It seems like the medicine that was so toxic for him last night is wearing off.  He is now on 3,000 mg of Keppra and 400 mg of Vimpat per day. These are high doses but they do seem to be making some improvement.  The idea of a new weekend medicine and the intubation  is now off the table.  These other meds seem to be starting to work. They are not getting rid of the subclinical seizures, the seizures that have no overt outward effect, but the outward seizures are less. 

Dr. Heldago has booked a surgery room for next Friday. Byron's case will be presented at their Neuro conference on Wednesday.  If the surgery needs to happen sooner she can do it, and even though we don't know yet what kind of surgery he will have, she wanted to be ready.  I really like her!

Good Updates

In this scenario there is no "good news" just updates.  But I feel like we do have some good news for today.

1). I have sorted out the insurance snafu.  This hospital does not take his insurance.  So only things related to his emergency room visit will be covered, including this stay in the hospital.  No follow ups afterwords, MRIs etc would be covered. We have worked out changing his insurance as of February 1 to something that NYU Langone and their doctors will take. Yay!

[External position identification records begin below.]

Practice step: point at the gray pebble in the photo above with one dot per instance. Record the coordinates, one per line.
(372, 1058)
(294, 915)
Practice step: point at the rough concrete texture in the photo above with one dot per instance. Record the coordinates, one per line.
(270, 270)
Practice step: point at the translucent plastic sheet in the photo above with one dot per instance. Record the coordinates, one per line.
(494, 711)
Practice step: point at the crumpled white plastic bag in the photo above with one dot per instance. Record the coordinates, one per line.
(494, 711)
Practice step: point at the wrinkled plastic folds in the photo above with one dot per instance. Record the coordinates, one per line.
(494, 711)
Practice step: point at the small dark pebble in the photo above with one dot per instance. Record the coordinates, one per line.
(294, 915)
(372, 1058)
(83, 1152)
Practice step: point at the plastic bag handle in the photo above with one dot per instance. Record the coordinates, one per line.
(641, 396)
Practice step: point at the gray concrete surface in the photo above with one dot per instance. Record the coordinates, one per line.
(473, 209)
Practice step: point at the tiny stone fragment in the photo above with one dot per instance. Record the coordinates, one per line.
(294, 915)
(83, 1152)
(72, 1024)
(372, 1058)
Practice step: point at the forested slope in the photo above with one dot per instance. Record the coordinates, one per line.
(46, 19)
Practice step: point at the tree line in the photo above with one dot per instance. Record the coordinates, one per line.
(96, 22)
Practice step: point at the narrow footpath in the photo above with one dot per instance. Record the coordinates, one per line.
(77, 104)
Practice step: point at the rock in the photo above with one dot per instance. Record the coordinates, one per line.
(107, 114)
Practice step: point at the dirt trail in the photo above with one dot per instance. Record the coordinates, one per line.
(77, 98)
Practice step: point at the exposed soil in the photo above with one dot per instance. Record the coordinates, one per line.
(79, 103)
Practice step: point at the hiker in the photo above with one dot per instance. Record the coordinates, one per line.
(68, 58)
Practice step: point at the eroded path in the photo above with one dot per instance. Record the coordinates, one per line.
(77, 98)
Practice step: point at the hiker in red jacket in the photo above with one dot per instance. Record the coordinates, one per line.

2) Almost everyone who works here on this floor, doctors, eleptologists, surgeons, cleaners, etc are all women!  I have never seen anything like it.  The doctor I saw this morning (female) told me that they get that a lot i.e.  people being surprised/excited by this.  It's so refreshing and wonderful.  There is an energy of comfort, nurturing, taking time, peacefulness that I have not felt before related to neurology/epilepsy.  It's quite wonderful.

3) There is an interim plan for the way forward.  Byron was on sooo many potent (toxic) medications last night and that is why he was delirious and vomiting.  Phenytoin was one. He is resting today on no food, but they have weened him off the most potent medicine and now he is on stabilizing medicines. The doctors are preparing now for the likelihood of surgery but they still want to get the seizures under control so that the brain is in a better state for the surgery.  They are going to try one more very intense medication this weekend.  This can cause a bit of labored breathing so they may have to intubate him while he is on it (not good news) but they also might not.  Depending on how he is breathing.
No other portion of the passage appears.